‘Ndrangheta, sequestrati beni per 6 milioni a Rosario Barbaro, boss di Platì

(ANSA) – REGGIO CALABRIA – Beni per sei milioni di euro sono stati sequestrati al boss Rosario Barbaro, di 84 anni, ritenuto il capostipite dell’omonima cosca di Platì.

Al termine delle indagini patrimoniali eseguite dalla Direzione investigativa antimafia, il provvedimento è stato emesso dalla sezione Misure di prevenzione del Tribunale di Reggio Calabria su proposta del procuratore Giuseppe Lombardo e del direttore della Dia.
Titolare di fatto di numerosi fabbricati, terreni ed importanti attività commerciali, secondo gli inquirenti, Barbaro, detto “Rosi da Massara”, riveste un ruolo apicale all’interno di una famiglia di ‘ndrangheta di Platì la cui attività si estende su tutto il territorio nazionale, nonché all’estero.

La sua figura criminale è stata oggetto di svariate operazioni di polizia giudiziaria che hanno interessato il versante ionico della provincia reggina. In particolare, Rosario Barbaro è stato coinvolto nelle operazioni “Reale”, “Marine”, “Mandamento Ionico” e “Saggezza” e condannato per associazione a delinquere di stampo mafioso.
Le indagini condotte dagli investigatori del Centro operativo Dia di Reggio Calabria guidati dal colonnello Mario Intelisano hanno consentito di ricostruire le acquisizioni patrimoniali del boss sin dall’anno 1961, e di individuare il patrimonio direttamente e indirettamente nella disponibilità di Barbaro, il cui valore sarebbe risultato sproporzionato rispetto alla sua capacità reddituale.
Da qui il sequestro disposto dal Tribunale che ha riguardato cinque società comprensive dell’intero patrimonio aziendale, di cui tre ditte individuali operanti nel settore agricolo, un circolo privato e un’attività di ristorazione. Si tratta di un locale dove, stando agli inquirenti e alla cronaca giornalistica, sono stati celebrati matrimoni di significativo interesse criminale tra appartenenti ad importanti e storiche famiglie di ‘ndrangheta. Matrimoni dove sarebbero state conferite anche nomine alle più alte cariche dell’organizzazione criminale in senso unitario.
Oltre alle disponibilità finanziarie, sono stati sequestrati 14 immobili e 40 appezzamenti di terreno nella provincia di Reggio Calabria.

CHI E’ ROSARIO BARBARO

E’ Rosario Barbaro, 84 anni, patriarca della famiglia detta «i nigri», cugino di primo grado degli omonimi soprannominati i “Castàni” e i “Pillari” il destinatario del sequestro di beni per 6 milioni di euro eseguito stamani dalla Dia di Reggio Calabria.

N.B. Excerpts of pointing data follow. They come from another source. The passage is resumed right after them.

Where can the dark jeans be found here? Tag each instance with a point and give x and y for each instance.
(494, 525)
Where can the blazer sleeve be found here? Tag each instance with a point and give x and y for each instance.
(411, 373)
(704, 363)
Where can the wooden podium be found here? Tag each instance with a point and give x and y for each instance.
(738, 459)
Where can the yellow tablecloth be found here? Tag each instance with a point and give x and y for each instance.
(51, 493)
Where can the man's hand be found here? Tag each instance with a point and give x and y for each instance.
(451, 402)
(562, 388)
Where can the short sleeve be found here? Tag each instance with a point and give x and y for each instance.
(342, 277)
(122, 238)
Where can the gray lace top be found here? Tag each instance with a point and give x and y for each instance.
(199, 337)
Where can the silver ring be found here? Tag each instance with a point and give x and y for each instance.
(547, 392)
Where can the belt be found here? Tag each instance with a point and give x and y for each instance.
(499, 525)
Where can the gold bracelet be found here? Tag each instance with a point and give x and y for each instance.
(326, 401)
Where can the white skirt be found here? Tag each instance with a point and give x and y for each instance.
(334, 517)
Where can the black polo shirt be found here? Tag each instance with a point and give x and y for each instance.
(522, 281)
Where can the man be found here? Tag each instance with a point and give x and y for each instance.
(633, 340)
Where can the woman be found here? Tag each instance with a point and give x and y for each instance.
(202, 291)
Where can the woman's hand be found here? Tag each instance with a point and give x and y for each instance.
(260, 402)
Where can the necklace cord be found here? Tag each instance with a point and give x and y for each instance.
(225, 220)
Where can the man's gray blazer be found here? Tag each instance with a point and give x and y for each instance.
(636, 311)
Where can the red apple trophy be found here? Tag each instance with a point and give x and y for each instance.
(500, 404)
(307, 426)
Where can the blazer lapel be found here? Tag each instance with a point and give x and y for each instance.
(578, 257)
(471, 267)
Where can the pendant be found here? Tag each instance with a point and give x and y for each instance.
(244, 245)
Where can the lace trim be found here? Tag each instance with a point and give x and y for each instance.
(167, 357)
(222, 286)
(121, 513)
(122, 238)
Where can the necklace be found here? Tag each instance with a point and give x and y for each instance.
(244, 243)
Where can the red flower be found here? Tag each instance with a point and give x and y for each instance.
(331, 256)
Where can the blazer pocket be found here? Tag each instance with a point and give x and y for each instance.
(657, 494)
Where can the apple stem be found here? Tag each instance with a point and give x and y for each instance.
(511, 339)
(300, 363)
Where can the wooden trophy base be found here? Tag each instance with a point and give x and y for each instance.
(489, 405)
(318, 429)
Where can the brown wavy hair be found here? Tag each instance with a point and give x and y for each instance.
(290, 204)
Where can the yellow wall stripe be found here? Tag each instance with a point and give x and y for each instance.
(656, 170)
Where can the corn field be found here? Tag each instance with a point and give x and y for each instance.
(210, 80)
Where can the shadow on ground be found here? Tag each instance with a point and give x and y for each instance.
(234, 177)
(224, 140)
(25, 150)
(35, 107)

Barbaro ha attraversato la storia della ‘ndrangheta, in Calabria e fuori dalla Calabria, a partire dagli anni ’60. Il suo nome emerge in decine di informazioni di polizia giudiziaria e di inchieste di varie Procure della Repubblica. «Decisionista, scaltro e di elevate relazioni istituzionali», come lo descrivono fonti investigative, Rosario Barbaro, in particolare, è riuscito a salvare il suo potere per oltre 50 anni, mediando tra le potenti ‘ndrine platiesi, ma dimostrandosi anche risoluto.

Gli inquirenti lo hanno indicato, tra gli altri episodi, per avere dato l’assenso all’omicidio di Pasquale Marando, astro nascente della ‘ndrangheta di Platì, assassinato in Piemonte da propri congiunti, personaggio che stava tentando di scardinare i delicati equilibri delle potenti famiglie di Platì e di mettere in discussione il potere di “Rosi” Barbaro, la cui famiglia aveva costituito un potentissimo cartello, alleandosi con i Papalia, tutt’ora operativo, per il controllo dei traffici internazionali di stupefacenti e per gli appalti pubblici in tutto il Nord Italia.

Di umili origini, con l’infanzia passata tra i calanchi aspromontani del versante Jonico reggino a badare i greggi di capre, Rosario Barbaro, già nel 1965 si era fatto un nome tra le giovani leve della ‘ndrangheta per le sue qualità criminali, tanto da diventare punto di riferimento per il mantenimento dei sempre precari equilibri all’interno della ‘ndrangheta calabrese e nelle sue diramazioni in Canada, Australia e nel resto d’Europa. Nonostante l’età avanzata, Rosario Barbaro era sottoposto a continui controlli da parte delle forze dell’ordine e della magistratura, fino all’odierno sequestro di beni da parte del Tribunale delle Misure di Prevenzione, su richiesta della Procura distrettuale antimafia, diretta temporaneamente da Giuseppe Lombardo.